Let me try to explain a different way.

I'm going to invent something we are going to call "personal happiness." Right
now.

I'm not going to define it in any way at all. We are all just going to assume
that this is a good thing that we all want. I'm not going to tell you how to
measure it or how to quantify it or anything like that. This is simply an
objective thing that we all want.

Now I am going to tell you that there are 5 key components to personal
happiness. And I am not going to tell you how to measure those either. Because
who would do that?

But I am going to tell you that if you do x, you can score higher on one of
those components.

I am not going to tell you if these numbers are statistically meaningful
because I can't be arsed to actually talk about my methodology.

If you engage in one of these behaviors, you will increase your score on one
of these metrics, and ultimately increase your personal happiness.

Does that help clear up my problem with the original blog post?

In my opinion, it's worthless at best and possibly damaging at worst.

We have an undefined goal, supporting goals that are also undefined, and we
get sub-metrics that are measured without specific sample sizes or anything
else that would let you know that there is actually something interesting
happening.

This is complete and total bs until we get more details. And we won't.
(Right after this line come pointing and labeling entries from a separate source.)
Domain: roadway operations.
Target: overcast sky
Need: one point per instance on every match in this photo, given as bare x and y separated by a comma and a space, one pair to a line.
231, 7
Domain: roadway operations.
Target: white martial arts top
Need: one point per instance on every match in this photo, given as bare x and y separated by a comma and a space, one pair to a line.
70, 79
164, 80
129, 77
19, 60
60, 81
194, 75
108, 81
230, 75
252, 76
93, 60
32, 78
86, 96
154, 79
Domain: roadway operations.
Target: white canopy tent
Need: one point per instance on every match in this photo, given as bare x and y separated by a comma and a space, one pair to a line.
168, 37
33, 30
It's probably not worth posting here, but worth mentioning that this really
boils down to a psychological experiment tested on employees without their
consent.

I hope that works out for those of you who think that HR is a valuable entity
for preventing legal actions.

------
CGamesPlay
This article was a great introduction. When can I expect the rest of the
analysis? Feels like it just ends very abruptly.

------
achow
While reading it, I was constantly thinking how far this can be applied to an
organization as well (Ex. a Startup). Quite a lot I would imagine, would love
to have a startup (my own or otherwise) which has following culture.
Paraphrasing the original text..

Psychological safety: Does it have open culture where people are humble,
unpretentious and open to other people’s ideas and thoughts.
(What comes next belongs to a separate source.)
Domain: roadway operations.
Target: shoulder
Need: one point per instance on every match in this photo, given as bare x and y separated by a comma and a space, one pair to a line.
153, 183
Dependability: Does it have A team which is smart and reliable (delivers on
time and can be counted upon to gather around in crisis and firefights).

Structure & clarity: Are goals, roles, and execution plans of our startup
clear?

Meaning of work: Are we working on something that is personally important for
each of us?

Impact of work: Do we fundamentally believe that the work we’re doing matters?
Or, is there enough upside for a great exit, which frees us to do whatever we
wish to do later in our life.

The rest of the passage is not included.